Building an example `Dataset` and `DataLoader` with `NumPy`

For our data we'll first utilize TabularPandas for pre-processing. One potential is to use TabularPandas for pre-processing only, or to integrate NumPy directly into it

path = untar_data(URLs.ADULT_SAMPLE)
df = pd.read_csv(path/'adult.csv')
cat_names = ['workclass', 'education', 'marital-status', 'occupation', 'relationship', 'race']
cont_names = ['age', 'fnlwgt', 'education-num']
procs = [Categorify, FillMissing, Normalize]
y_names = 'salary'
splits = RandomSplitter()(range_of(df))

We'll still build our regular TabularPandas, as we haven't done any NumPy modifications yet

to = TabularPandas(df, procs=procs, cat_names=cat_names, cont_names=cont_names,
                   y_names=y_names, splits=splits)

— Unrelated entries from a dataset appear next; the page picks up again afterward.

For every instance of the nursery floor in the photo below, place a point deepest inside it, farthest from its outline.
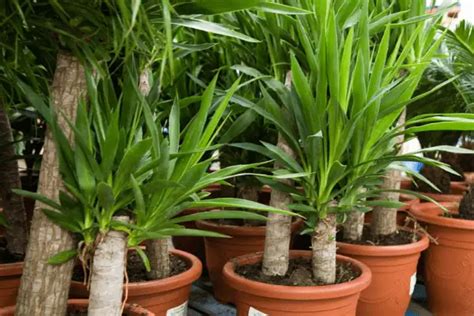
(203, 303)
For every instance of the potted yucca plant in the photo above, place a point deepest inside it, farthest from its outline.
(353, 95)
(127, 182)
(445, 262)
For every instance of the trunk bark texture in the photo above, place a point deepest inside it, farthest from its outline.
(44, 288)
(158, 254)
(108, 269)
(278, 228)
(384, 220)
(354, 224)
(324, 250)
(16, 233)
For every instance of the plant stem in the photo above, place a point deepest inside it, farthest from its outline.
(16, 233)
(354, 224)
(278, 228)
(108, 269)
(384, 220)
(158, 254)
(324, 250)
(44, 288)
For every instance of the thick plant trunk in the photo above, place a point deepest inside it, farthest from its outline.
(44, 288)
(324, 250)
(278, 229)
(108, 269)
(354, 224)
(16, 233)
(158, 254)
(384, 220)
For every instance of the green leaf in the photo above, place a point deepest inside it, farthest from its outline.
(214, 28)
(237, 203)
(62, 257)
(219, 214)
(38, 197)
(105, 196)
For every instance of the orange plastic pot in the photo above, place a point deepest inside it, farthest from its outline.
(253, 297)
(393, 275)
(245, 239)
(469, 177)
(82, 304)
(10, 275)
(449, 264)
(457, 190)
(162, 297)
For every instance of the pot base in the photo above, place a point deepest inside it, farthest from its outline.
(255, 298)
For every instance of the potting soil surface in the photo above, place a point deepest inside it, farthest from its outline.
(401, 237)
(203, 303)
(136, 268)
(299, 273)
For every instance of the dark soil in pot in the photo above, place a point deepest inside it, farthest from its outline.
(299, 273)
(401, 237)
(136, 270)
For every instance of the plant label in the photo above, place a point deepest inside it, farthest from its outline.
(181, 310)
(255, 312)
(412, 283)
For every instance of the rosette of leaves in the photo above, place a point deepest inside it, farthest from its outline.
(122, 162)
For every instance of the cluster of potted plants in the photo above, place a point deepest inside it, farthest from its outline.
(307, 130)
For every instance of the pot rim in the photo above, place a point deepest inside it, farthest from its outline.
(235, 230)
(298, 293)
(83, 302)
(175, 281)
(418, 211)
(386, 251)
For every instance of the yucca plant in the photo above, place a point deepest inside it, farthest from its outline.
(124, 164)
(340, 118)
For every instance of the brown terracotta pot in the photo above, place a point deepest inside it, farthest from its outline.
(457, 190)
(82, 304)
(277, 300)
(449, 265)
(469, 177)
(10, 275)
(160, 296)
(245, 239)
(393, 275)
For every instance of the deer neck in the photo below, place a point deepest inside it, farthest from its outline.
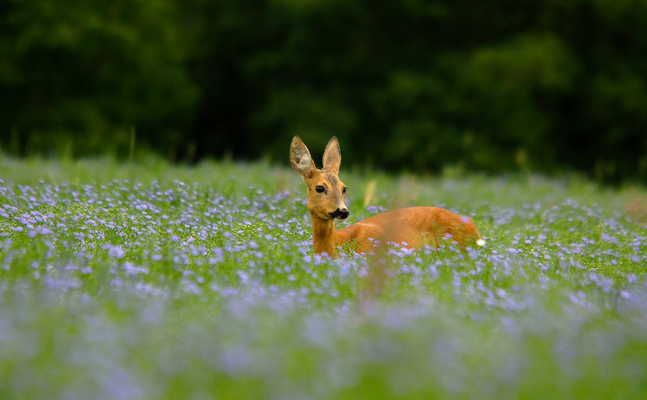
(324, 235)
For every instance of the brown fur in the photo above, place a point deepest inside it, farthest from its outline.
(411, 227)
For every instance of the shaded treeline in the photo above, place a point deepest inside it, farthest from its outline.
(492, 86)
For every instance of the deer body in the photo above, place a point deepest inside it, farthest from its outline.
(410, 227)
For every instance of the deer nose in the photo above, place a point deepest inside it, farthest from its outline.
(340, 213)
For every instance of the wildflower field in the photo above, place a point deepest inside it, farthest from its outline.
(150, 281)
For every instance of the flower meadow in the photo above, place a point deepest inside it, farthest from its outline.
(146, 281)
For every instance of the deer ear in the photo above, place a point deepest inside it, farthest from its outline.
(332, 156)
(300, 158)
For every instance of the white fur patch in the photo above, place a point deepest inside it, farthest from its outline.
(304, 162)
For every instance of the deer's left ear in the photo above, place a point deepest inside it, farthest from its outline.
(332, 156)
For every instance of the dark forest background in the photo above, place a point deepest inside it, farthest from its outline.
(499, 85)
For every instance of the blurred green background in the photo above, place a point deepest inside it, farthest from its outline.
(499, 85)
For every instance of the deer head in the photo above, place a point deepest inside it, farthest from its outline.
(326, 193)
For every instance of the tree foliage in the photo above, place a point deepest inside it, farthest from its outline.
(415, 84)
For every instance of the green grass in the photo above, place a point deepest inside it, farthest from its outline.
(147, 281)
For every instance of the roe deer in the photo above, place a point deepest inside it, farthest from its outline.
(411, 227)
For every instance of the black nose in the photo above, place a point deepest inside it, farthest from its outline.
(343, 214)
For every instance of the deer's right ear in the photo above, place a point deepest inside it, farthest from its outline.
(300, 158)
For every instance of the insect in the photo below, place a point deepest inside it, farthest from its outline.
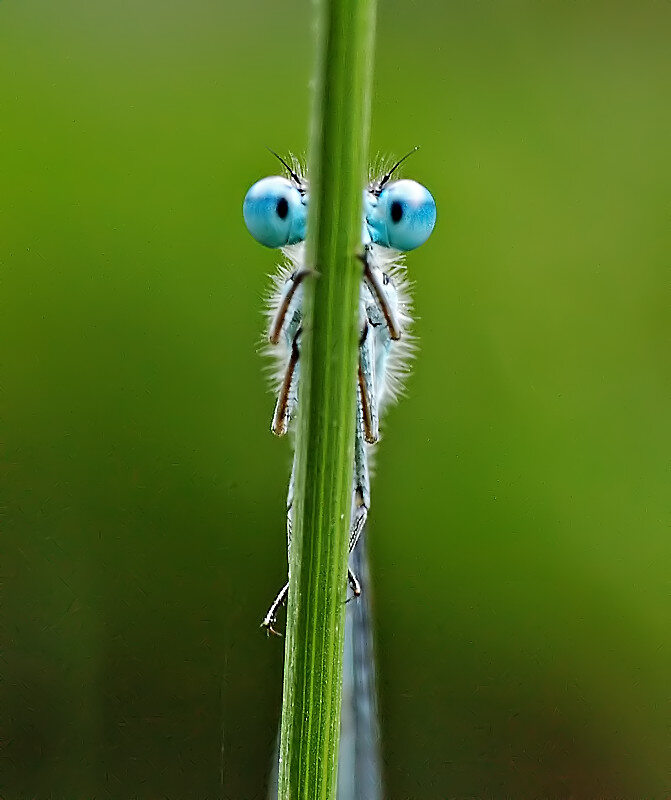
(398, 216)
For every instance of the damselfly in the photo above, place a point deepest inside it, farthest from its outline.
(397, 216)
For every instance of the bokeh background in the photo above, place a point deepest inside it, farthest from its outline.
(520, 533)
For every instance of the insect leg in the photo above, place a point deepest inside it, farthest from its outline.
(288, 292)
(271, 616)
(374, 283)
(366, 381)
(361, 493)
(286, 399)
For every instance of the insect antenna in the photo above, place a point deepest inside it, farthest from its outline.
(295, 177)
(383, 180)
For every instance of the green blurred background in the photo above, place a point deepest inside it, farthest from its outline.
(520, 522)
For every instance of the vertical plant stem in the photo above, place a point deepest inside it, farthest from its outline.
(325, 439)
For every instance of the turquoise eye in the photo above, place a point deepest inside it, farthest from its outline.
(402, 217)
(275, 212)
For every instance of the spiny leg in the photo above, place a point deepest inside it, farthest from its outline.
(361, 493)
(377, 290)
(288, 292)
(283, 406)
(366, 382)
(359, 515)
(271, 617)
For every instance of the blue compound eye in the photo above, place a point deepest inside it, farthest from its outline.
(402, 217)
(275, 212)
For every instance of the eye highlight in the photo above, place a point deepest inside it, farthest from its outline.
(402, 216)
(275, 212)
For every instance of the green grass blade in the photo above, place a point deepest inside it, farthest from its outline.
(315, 617)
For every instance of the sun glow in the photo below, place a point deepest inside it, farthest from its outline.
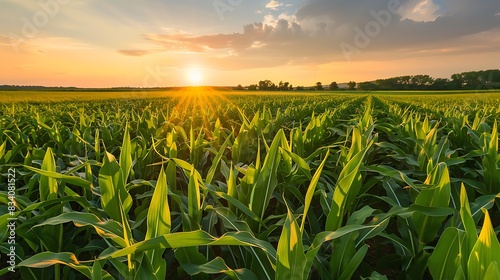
(194, 76)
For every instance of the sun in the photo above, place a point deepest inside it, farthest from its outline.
(194, 76)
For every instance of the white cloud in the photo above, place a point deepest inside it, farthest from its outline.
(422, 11)
(273, 5)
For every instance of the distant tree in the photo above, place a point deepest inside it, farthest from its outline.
(334, 86)
(441, 84)
(351, 85)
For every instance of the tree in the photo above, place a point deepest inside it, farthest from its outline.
(334, 86)
(351, 85)
(319, 86)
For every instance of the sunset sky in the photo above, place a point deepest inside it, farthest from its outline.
(97, 43)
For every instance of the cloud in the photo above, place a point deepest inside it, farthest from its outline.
(273, 5)
(134, 52)
(315, 33)
(422, 10)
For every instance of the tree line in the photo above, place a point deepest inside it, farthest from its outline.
(473, 80)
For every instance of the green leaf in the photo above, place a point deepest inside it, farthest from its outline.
(106, 229)
(485, 252)
(291, 261)
(267, 178)
(193, 239)
(48, 185)
(218, 266)
(159, 223)
(348, 186)
(126, 155)
(311, 189)
(438, 195)
(112, 186)
(446, 258)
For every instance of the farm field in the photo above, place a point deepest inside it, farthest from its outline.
(202, 184)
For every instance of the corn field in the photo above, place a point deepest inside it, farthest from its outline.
(209, 186)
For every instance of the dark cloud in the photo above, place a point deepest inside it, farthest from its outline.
(320, 28)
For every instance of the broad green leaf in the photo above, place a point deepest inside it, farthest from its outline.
(73, 180)
(126, 155)
(291, 258)
(106, 229)
(48, 185)
(112, 186)
(348, 186)
(485, 252)
(267, 178)
(193, 239)
(159, 223)
(437, 195)
(446, 258)
(215, 162)
(469, 225)
(194, 197)
(311, 189)
(218, 266)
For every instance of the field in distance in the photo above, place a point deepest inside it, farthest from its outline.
(206, 184)
(35, 96)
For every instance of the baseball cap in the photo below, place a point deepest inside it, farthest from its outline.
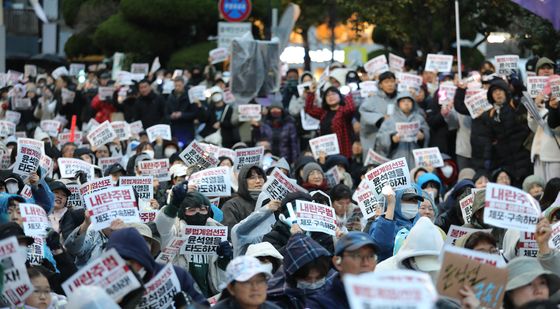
(354, 241)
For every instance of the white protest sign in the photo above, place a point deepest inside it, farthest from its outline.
(248, 156)
(505, 64)
(195, 154)
(161, 290)
(12, 116)
(377, 65)
(535, 85)
(309, 123)
(203, 240)
(438, 63)
(390, 289)
(35, 221)
(101, 135)
(326, 143)
(140, 68)
(168, 253)
(109, 271)
(248, 112)
(394, 173)
(109, 204)
(196, 93)
(17, 286)
(213, 181)
(396, 63)
(477, 104)
(315, 217)
(510, 208)
(408, 130)
(69, 166)
(159, 130)
(218, 55)
(143, 186)
(28, 157)
(157, 168)
(407, 81)
(428, 157)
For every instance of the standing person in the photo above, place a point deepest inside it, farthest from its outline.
(181, 113)
(149, 106)
(335, 113)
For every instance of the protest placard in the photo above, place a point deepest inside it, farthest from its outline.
(28, 157)
(75, 199)
(535, 85)
(143, 186)
(438, 63)
(109, 204)
(196, 93)
(407, 131)
(396, 63)
(506, 64)
(194, 154)
(377, 65)
(12, 116)
(394, 173)
(122, 130)
(159, 169)
(213, 181)
(309, 123)
(390, 289)
(510, 208)
(35, 221)
(16, 284)
(168, 253)
(101, 135)
(428, 157)
(203, 240)
(248, 156)
(315, 217)
(159, 130)
(248, 112)
(477, 104)
(109, 271)
(69, 166)
(487, 282)
(161, 290)
(327, 144)
(407, 81)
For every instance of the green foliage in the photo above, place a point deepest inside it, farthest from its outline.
(194, 54)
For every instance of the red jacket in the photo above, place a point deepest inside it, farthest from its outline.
(341, 122)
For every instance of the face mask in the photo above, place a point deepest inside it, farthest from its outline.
(12, 187)
(304, 285)
(447, 171)
(169, 152)
(150, 153)
(409, 210)
(196, 219)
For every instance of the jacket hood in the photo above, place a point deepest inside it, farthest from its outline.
(131, 245)
(243, 190)
(300, 250)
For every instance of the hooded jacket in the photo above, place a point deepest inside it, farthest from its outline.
(384, 143)
(241, 206)
(299, 251)
(130, 245)
(384, 231)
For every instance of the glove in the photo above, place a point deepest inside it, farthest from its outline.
(53, 240)
(225, 250)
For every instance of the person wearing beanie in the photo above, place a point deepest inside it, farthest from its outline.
(336, 114)
(388, 142)
(193, 209)
(376, 109)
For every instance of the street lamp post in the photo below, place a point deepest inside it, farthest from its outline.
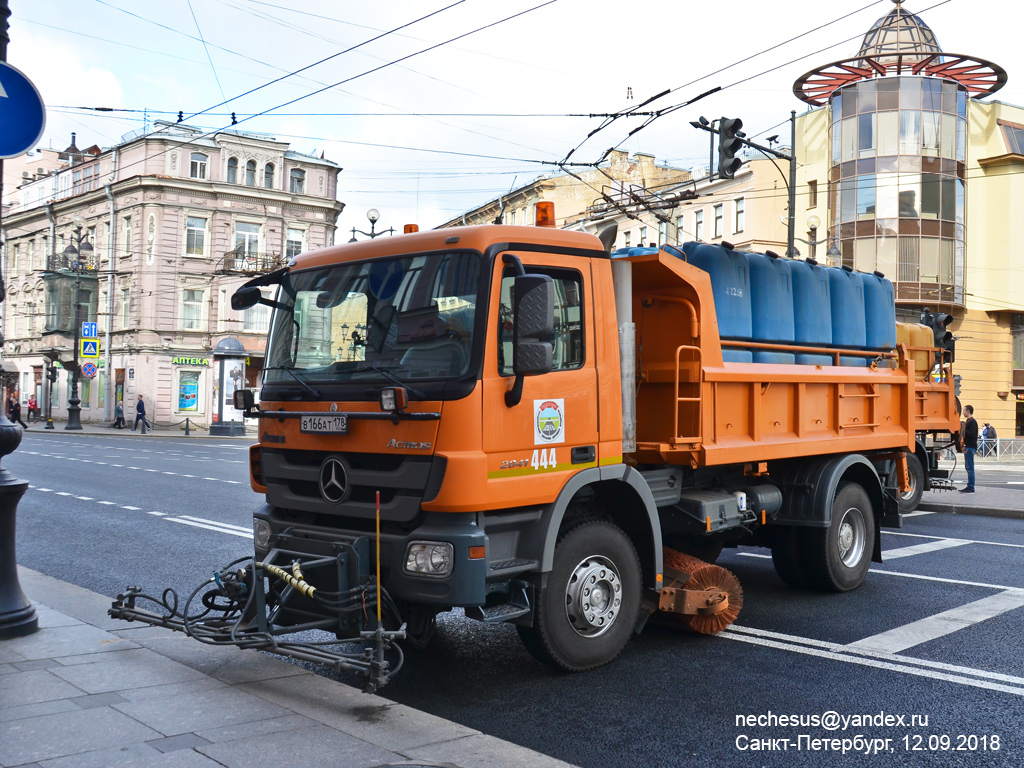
(373, 214)
(813, 222)
(76, 255)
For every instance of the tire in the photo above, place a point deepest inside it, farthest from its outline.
(787, 556)
(701, 548)
(838, 557)
(586, 614)
(909, 499)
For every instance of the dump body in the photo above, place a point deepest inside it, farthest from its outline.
(512, 422)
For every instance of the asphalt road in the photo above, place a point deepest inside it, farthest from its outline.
(933, 636)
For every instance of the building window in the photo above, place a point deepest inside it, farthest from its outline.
(197, 169)
(246, 238)
(257, 317)
(192, 309)
(1015, 138)
(126, 231)
(195, 236)
(568, 338)
(293, 246)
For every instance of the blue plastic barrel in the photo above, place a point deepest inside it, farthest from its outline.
(811, 310)
(880, 306)
(730, 285)
(771, 306)
(848, 313)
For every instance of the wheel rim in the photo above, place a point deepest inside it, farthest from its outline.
(593, 596)
(852, 537)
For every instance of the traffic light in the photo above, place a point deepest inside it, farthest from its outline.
(729, 142)
(943, 338)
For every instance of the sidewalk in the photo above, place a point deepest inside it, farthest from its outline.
(90, 691)
(988, 501)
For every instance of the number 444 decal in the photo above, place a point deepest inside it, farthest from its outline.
(544, 459)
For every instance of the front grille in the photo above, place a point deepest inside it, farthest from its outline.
(292, 480)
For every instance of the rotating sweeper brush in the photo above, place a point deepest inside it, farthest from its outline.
(706, 597)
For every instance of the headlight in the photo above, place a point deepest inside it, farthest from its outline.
(261, 534)
(429, 558)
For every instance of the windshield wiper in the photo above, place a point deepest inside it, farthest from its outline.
(295, 376)
(393, 379)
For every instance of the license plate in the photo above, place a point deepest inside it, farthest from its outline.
(330, 424)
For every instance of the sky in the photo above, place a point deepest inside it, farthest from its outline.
(469, 98)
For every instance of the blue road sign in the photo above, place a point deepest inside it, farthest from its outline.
(23, 115)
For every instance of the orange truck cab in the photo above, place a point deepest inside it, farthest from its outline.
(517, 422)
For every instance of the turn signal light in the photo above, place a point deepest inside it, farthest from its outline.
(544, 213)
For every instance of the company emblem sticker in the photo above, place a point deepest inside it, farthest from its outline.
(549, 421)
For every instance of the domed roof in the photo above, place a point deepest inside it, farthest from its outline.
(899, 32)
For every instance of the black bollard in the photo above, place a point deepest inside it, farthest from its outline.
(17, 617)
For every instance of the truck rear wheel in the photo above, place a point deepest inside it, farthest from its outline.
(838, 557)
(910, 498)
(585, 615)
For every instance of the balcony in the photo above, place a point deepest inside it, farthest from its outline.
(60, 262)
(246, 262)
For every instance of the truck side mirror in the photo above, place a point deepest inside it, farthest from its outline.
(534, 324)
(246, 297)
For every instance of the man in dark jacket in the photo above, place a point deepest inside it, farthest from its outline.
(970, 446)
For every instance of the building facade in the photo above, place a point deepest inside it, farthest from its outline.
(620, 178)
(923, 173)
(148, 240)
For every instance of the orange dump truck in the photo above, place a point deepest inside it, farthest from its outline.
(518, 423)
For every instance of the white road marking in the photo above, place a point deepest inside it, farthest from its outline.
(893, 657)
(921, 549)
(937, 538)
(942, 624)
(217, 527)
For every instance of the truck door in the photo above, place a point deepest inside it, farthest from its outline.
(531, 448)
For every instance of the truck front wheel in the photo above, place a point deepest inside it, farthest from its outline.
(838, 557)
(585, 615)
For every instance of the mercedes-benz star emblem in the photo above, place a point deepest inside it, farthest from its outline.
(334, 479)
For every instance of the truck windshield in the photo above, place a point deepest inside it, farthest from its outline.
(406, 318)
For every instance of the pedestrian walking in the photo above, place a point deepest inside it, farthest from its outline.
(15, 414)
(119, 415)
(140, 416)
(970, 446)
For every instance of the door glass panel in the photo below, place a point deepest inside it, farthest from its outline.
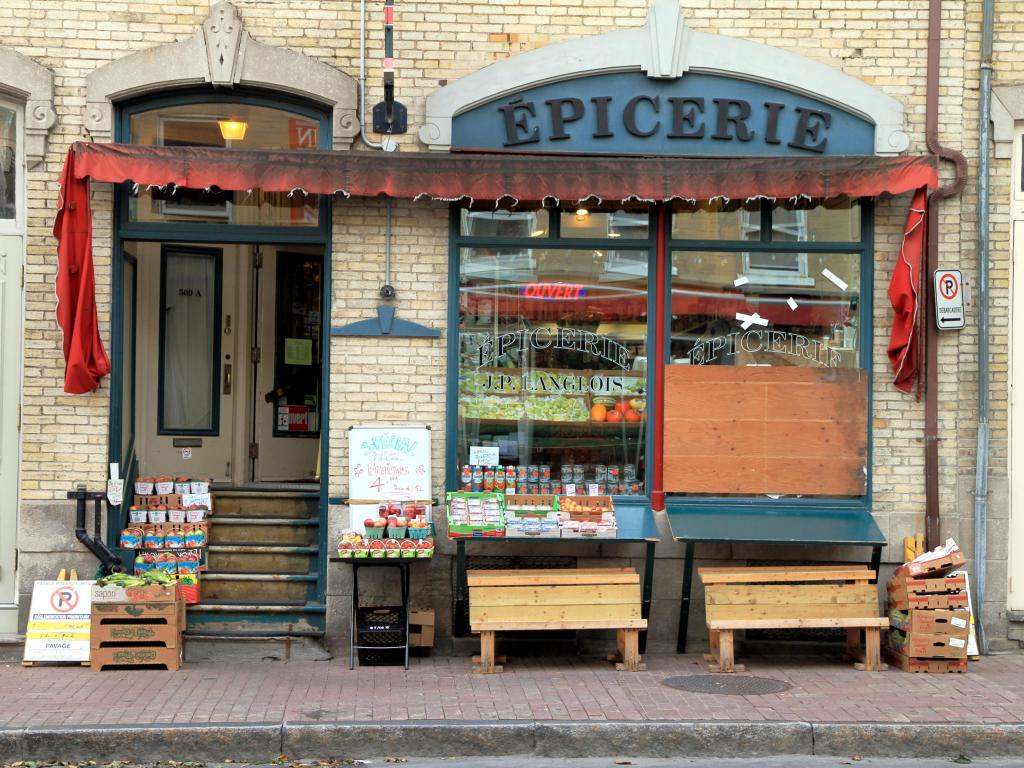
(225, 125)
(297, 356)
(8, 163)
(189, 340)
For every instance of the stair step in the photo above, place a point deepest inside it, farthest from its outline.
(217, 577)
(217, 520)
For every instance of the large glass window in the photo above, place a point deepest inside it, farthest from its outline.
(189, 341)
(8, 163)
(552, 356)
(223, 125)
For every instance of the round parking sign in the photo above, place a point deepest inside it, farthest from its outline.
(64, 599)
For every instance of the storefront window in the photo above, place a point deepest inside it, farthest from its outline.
(8, 163)
(552, 368)
(225, 125)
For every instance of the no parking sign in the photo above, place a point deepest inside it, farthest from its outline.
(949, 299)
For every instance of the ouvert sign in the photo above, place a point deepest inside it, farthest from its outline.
(695, 115)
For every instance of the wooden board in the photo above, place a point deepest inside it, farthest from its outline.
(560, 595)
(768, 576)
(765, 430)
(778, 612)
(588, 624)
(539, 613)
(860, 594)
(797, 624)
(529, 578)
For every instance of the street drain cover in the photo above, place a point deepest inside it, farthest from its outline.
(735, 685)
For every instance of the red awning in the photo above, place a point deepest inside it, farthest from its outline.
(455, 176)
(415, 175)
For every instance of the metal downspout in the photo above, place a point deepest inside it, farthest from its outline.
(931, 350)
(363, 79)
(981, 454)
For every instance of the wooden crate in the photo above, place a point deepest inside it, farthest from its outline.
(557, 599)
(796, 597)
(136, 634)
(932, 666)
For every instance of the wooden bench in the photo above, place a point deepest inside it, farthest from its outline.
(557, 599)
(796, 597)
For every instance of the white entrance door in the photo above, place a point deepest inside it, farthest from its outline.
(11, 254)
(288, 366)
(188, 363)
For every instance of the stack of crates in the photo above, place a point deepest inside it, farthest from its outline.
(380, 636)
(929, 615)
(136, 627)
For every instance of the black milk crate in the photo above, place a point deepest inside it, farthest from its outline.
(382, 628)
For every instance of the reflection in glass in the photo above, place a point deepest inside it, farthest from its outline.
(8, 163)
(200, 125)
(808, 321)
(552, 361)
(188, 331)
(583, 222)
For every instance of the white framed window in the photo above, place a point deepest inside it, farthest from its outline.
(11, 167)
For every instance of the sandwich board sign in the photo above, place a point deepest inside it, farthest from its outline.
(58, 622)
(949, 299)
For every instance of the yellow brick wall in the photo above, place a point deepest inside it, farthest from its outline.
(882, 42)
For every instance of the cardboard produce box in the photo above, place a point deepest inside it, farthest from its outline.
(155, 593)
(421, 628)
(948, 623)
(918, 645)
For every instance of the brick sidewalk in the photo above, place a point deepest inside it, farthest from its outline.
(565, 689)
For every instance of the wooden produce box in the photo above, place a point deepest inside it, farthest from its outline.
(933, 568)
(916, 645)
(933, 666)
(948, 623)
(947, 593)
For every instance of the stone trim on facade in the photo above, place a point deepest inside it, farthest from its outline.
(666, 48)
(32, 83)
(221, 53)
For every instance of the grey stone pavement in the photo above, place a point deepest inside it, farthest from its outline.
(554, 708)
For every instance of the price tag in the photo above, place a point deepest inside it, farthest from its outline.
(115, 492)
(484, 456)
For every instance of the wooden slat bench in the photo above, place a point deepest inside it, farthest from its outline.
(557, 599)
(795, 597)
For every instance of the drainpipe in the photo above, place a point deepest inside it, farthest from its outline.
(363, 79)
(931, 346)
(981, 454)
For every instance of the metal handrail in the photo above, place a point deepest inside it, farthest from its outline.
(95, 542)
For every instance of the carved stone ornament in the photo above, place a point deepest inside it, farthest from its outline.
(26, 81)
(220, 53)
(666, 48)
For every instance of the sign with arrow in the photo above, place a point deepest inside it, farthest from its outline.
(949, 313)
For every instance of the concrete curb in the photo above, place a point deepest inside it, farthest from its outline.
(263, 741)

class NumpyDataset[source]

NumpyDataset(to:TabularPandas)

A Numpy dataset object from TabularPandas

ds = NumpyDataset(to)
ds.bs = 3
a,b,c = ds[[0]]
test_eq(len(a), 3)

class NumpyDataLoader[source]

NumpyDataLoader(dataset, bs=1, **kwargs) :: DataLoader

Inherit from this to have all attr accesses in self._xtra passed down to self.default

dl = NumpyDataLoader(ds, bs=3)
batch = next(iter(dl))
test_eq(len(dl), len(ds)//3+1)

NumpyDataLoader.shuffle_fn[source]

NumpyDataLoader.shuffle_fn(x:NumpyDataLoader)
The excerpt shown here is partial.